途端に、目の前の真っ白な肌に、少し困惑する。

・・・・・・一体、何が、あったんだっけ?

転瞬、眠りの前の記憶が浮かんだ。
同時に、体の隅々にまで、先刻の掌の感触と快感が甦った。
恥ずかしさに、顔が紅潮する。

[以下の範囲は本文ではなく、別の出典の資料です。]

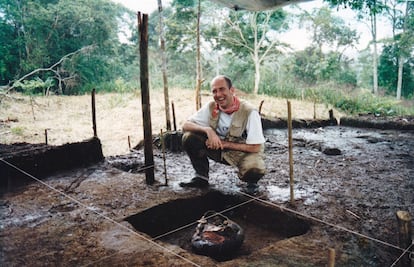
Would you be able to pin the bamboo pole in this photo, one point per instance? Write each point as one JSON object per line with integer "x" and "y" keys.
{"x": 291, "y": 179}
{"x": 46, "y": 142}
{"x": 145, "y": 98}
{"x": 164, "y": 157}
{"x": 173, "y": 110}
{"x": 331, "y": 257}
{"x": 260, "y": 107}
{"x": 95, "y": 134}
{"x": 404, "y": 236}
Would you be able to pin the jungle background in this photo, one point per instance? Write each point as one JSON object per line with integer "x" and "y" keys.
{"x": 67, "y": 47}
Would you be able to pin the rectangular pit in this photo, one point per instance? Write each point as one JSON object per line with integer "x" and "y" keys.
{"x": 262, "y": 224}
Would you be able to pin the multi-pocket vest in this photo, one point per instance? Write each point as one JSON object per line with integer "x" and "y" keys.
{"x": 237, "y": 132}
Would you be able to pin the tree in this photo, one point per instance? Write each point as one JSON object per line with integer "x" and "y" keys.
{"x": 405, "y": 43}
{"x": 253, "y": 34}
{"x": 370, "y": 8}
{"x": 316, "y": 63}
{"x": 42, "y": 32}
{"x": 164, "y": 67}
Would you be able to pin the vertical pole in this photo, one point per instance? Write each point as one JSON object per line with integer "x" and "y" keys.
{"x": 46, "y": 136}
{"x": 164, "y": 68}
{"x": 260, "y": 107}
{"x": 162, "y": 138}
{"x": 145, "y": 97}
{"x": 331, "y": 257}
{"x": 292, "y": 196}
{"x": 95, "y": 134}
{"x": 173, "y": 108}
{"x": 404, "y": 237}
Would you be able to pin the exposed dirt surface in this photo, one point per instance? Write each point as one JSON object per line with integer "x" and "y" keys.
{"x": 349, "y": 184}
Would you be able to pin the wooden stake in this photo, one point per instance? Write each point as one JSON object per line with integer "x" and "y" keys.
{"x": 260, "y": 107}
{"x": 95, "y": 134}
{"x": 173, "y": 110}
{"x": 404, "y": 236}
{"x": 145, "y": 98}
{"x": 292, "y": 196}
{"x": 46, "y": 136}
{"x": 331, "y": 257}
{"x": 163, "y": 157}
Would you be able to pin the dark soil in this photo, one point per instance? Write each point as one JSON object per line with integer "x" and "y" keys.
{"x": 348, "y": 185}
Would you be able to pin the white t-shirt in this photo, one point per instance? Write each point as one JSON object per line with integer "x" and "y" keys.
{"x": 253, "y": 128}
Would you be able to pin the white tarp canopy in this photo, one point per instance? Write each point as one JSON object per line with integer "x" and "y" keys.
{"x": 257, "y": 5}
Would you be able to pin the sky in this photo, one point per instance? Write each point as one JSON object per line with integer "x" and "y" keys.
{"x": 297, "y": 38}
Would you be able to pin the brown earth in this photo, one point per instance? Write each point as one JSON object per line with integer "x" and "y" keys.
{"x": 349, "y": 184}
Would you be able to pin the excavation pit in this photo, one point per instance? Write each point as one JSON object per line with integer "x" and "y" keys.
{"x": 175, "y": 222}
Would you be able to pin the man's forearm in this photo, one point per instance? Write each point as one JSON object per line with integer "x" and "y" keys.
{"x": 255, "y": 148}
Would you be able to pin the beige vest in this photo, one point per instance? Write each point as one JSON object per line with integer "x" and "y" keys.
{"x": 237, "y": 128}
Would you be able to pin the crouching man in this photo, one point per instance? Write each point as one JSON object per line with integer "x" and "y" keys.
{"x": 227, "y": 130}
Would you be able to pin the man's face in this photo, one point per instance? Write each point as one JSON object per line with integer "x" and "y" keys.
{"x": 222, "y": 94}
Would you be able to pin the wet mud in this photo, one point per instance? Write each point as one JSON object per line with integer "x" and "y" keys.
{"x": 348, "y": 185}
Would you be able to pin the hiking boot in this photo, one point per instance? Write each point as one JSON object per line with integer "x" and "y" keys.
{"x": 251, "y": 189}
{"x": 196, "y": 182}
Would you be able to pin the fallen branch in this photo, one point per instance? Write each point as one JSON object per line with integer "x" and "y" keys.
{"x": 51, "y": 68}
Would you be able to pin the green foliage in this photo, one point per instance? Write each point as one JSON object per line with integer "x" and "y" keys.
{"x": 35, "y": 86}
{"x": 17, "y": 131}
{"x": 358, "y": 102}
{"x": 40, "y": 33}
{"x": 388, "y": 69}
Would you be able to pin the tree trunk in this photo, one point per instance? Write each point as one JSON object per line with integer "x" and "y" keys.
{"x": 400, "y": 72}
{"x": 375, "y": 53}
{"x": 164, "y": 69}
{"x": 198, "y": 61}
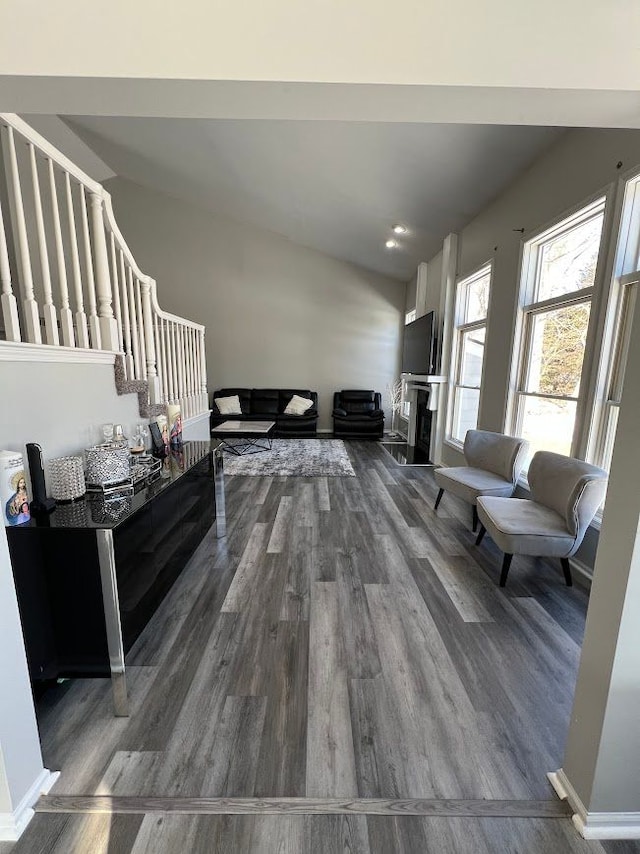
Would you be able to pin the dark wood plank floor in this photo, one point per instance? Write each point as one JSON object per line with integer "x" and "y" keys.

頭の中も沸騰しているみたいだ。

ふと、視線を上げてみた。
滑らかな顎の線と、それを彩る紅い唇と、脇にぽつりと黒子が見える。
恥ずかしくて、恥ずかしくて、恥ずかしくて。
それ以上顔を上げることは出来なかった。

「起きたの?」
いつの間にか見とれていた唇が動き、くぐもった声が聴こえる。
「何か言ってよ」
微笑と感傷を含んだ声で、言葉が紡がれる。
ああ、この声をいつまでも聴いていたい。
自分の声に邪魔されるのすら、嫌だ。

不意に、細い指で顎を摘まれ、顔の向きを変えさせられた。
そこにあったのは、恥ずかしくて見られなかったけれど、一番見たかった、そのひとの瞳。
熱く潤み、どこか淋しげで悲しげな瞳に吸い込まれていきそうだ。
先刻の情事で、ふたりの肌は未だ湿り気を帯びている。
ぴったりと寄り添うと、自分の体が吸い込まれて離れないような気がする。
心地良さに陶然とする。離れたくない。このままこの感触に包まれていたい。

不意に瞼が閉じられ、長い睫が目に入った。
同時に、記憶の中のものでは無い、熱い掌の感触と快感が体を駆け巡った。
思わず発した啼き声は、重ねられた唇とねっとりとした闇の中に溶けていった。